A Single Book Makes All the Difference

Pardon me for writing this lengthy and heartfelt column about a long-ago published book (2008), but each time I hear about brutal interrogations (did they lead to or away from Osama bin Laden, for example), I think of my favorite nonfiction title of the last three years, aside from Facebook for Dummies (not kidding), My Guantanamo Diary by Mahvish Rukhsana Khan (Public Affairs, 320 pages, $13.95).

If you wince at the word “Guantanamo” and think there’s nothing new to learn about the hellhole even Obama can’t shut down, wait until you meet the detainees from Afghanistan whom the author, an American law student who acted as translator for defense lawyers as early as 2006, came to know during more than 30 trips to and from the heavily barricaded cages that critics have called “our” Abu Ghraib.

We know from the outset we’re going to hear the by-now familiar stories of torture, hoods, stress positions and sexual humiliation; of screaming interrogators and dead-of-night batterings, of Orwellian tribunals, denial of due process and the whole, sad, shameful mess that has made Guantanamo a continuing nightmare.

But what we don’t expect in this book is humor – not gallows humor (the prisoners are already half-dead) or angry humor (they’re too resigned), but an affectionate, teasing kind of humor usually reserved for members of a close family.

Author Khan certainly didn’t expect anything light-hearted or emotionally moving when she first applied to the FBI for security clearance in 2005. An Afghan American who grew up in the United States speaking fluent Pashto with her immigrant family, Kahn was a law student in her 20s when she became concerned about the plight of prisoners from Afghanistan at Guantanamo.

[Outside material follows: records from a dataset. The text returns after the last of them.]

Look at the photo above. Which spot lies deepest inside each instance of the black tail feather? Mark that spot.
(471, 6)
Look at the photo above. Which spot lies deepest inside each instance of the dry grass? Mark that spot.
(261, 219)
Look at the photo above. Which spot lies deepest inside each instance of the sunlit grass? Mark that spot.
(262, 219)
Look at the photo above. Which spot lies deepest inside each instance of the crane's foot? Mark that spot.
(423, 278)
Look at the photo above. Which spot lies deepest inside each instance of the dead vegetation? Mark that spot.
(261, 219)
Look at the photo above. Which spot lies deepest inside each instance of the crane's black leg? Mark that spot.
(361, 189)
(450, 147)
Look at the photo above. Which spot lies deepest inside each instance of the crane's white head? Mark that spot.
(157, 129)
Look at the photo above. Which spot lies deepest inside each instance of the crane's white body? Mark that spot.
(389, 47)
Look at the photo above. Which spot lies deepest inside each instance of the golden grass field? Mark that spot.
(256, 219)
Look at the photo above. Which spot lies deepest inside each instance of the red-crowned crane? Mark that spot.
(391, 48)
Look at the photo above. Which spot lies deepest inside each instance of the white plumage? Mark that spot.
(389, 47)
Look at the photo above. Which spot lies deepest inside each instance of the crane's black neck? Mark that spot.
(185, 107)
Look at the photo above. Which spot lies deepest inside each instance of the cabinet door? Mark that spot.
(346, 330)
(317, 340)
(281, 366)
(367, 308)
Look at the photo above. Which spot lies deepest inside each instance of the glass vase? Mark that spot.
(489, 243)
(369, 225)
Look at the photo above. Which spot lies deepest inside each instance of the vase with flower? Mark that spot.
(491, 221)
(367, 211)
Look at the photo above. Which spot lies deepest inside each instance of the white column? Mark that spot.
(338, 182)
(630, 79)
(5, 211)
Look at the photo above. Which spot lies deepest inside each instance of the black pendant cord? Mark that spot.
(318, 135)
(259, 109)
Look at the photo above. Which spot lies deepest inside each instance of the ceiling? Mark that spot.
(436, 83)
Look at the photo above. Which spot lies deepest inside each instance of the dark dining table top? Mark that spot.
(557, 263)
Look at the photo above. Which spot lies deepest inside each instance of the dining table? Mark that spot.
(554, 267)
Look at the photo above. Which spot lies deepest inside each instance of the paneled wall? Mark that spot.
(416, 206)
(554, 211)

Some detainees at the prison, especially those from Saudi Arabia, came from the kind of wealth that allowed their families to hire aggressive U.S. criminal defense lawyers even when the Bush administration denied them representation. But Afghanistan is such a poor country that prisoners languished for years at Guantanamo before the Supreme Court decision of 2004 gave them access to U.S. courts, and the first pro bono lawyers began setting up meetings.